As soon as they were in the car, Achilles jammed the program into the glove box and Ines kicked her shoes off and rubbed her arches. “Here.” He extended his hands, offering his lap, and they drove like that, he rubbing her foot with his free hand, her sighing. They went home to change and then on to the phone bank, which had been relocated to a donated office in the Quarter.

He wanted to be with Ines all day, every day, like it used to be, but she forbade it. She didn’t want him volunteering because it was too spooky . “You spook me. I look over and see you all scarred up, like you were when I first met you, and it’s like we’re in a play with one act that keeps repeating itself. Besides, Charlie 1 needs you.”

Ines didn’t know that he hadn’t patrolled with them for three weeks. During the day, he wandered around, or sometimes went back to the condo and slept. That day, he went to Wages’s house as promised.

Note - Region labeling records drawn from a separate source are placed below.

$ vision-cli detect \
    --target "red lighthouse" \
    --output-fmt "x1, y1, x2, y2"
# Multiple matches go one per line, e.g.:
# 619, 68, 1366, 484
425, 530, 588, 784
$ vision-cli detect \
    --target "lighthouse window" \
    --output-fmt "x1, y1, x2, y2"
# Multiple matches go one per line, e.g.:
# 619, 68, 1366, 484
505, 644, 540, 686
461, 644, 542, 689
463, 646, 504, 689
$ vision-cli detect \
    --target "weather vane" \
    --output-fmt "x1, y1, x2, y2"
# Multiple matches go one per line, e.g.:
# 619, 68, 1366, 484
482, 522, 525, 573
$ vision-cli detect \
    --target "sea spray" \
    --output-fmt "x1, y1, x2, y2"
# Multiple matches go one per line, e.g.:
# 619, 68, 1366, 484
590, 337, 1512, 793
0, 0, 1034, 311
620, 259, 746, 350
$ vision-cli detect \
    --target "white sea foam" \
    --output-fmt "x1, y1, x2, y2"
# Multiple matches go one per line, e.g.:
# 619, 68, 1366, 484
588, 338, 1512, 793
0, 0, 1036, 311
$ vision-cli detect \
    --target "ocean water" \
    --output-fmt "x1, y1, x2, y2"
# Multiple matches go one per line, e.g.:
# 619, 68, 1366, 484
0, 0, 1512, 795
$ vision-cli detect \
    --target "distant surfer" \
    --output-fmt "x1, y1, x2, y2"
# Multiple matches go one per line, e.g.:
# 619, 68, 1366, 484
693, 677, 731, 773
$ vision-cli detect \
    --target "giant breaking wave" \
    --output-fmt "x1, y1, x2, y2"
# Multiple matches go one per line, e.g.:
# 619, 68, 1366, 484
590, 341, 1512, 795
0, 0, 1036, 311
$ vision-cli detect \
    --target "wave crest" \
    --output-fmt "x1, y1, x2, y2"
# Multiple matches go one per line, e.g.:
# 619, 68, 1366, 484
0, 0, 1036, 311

Wages’s neighborhood had always been the opposite of Uptown, but never was that more evident than after the flood. Achilles hadn’t even seen a rat, and no military checkpoints regulated traffic. There were a few Humvees parked on the median at major intersections, but they were empty, only reminders or warnings, which one he was never sure. He’d gone the first day that the city cleared enough debris. The little red duplex was tagged with the spray paint circle and cross and the number three, indicating that three bodies were found. He’d assumed it was for the neighbor. It had to be. He’d pushed at the swollen door and it fell over, twisting on one hinge. The smell was awful, the kind of stench that carved dread in your heart and set the pulse racing before you entered a building. From the porch he could see the furniture piled against the back wall of the living room, as if swept there by a giant broom. Each visit thereafter, he had remained on that porch like a man mesmerized by an abyss, remembering the last time he saw Wages, and all the questions he wished he had asked him. On each trip, he planned to go to the attic and salvage anything that Wages’s mother might want because he knew it would eventually come to that, but he kept picturing Margaret and her book.

Margaret volunteered for the Eulogy Archive, a project dedicated to memorializing Katrina victims. Achilles had assumed Wages was okay and hadn’t worried about not hearing from him. Many people were out of communication. But after he didn’t hear from Wages for a couple weeks, he went to the archive. He found the ledger for the Wageses: Kyle, Bethany, and Kyle Jr. Trapped in the attic, Bethany tried to fit Kyle Jr. through the vent pipe. He got stuck and drowned shortly after she did. When Wages reached the house and found the bodies, he lay down beside his wife and shot himself. Achilles, knowing that, swore he’d never enter that house again, blue envelope or not.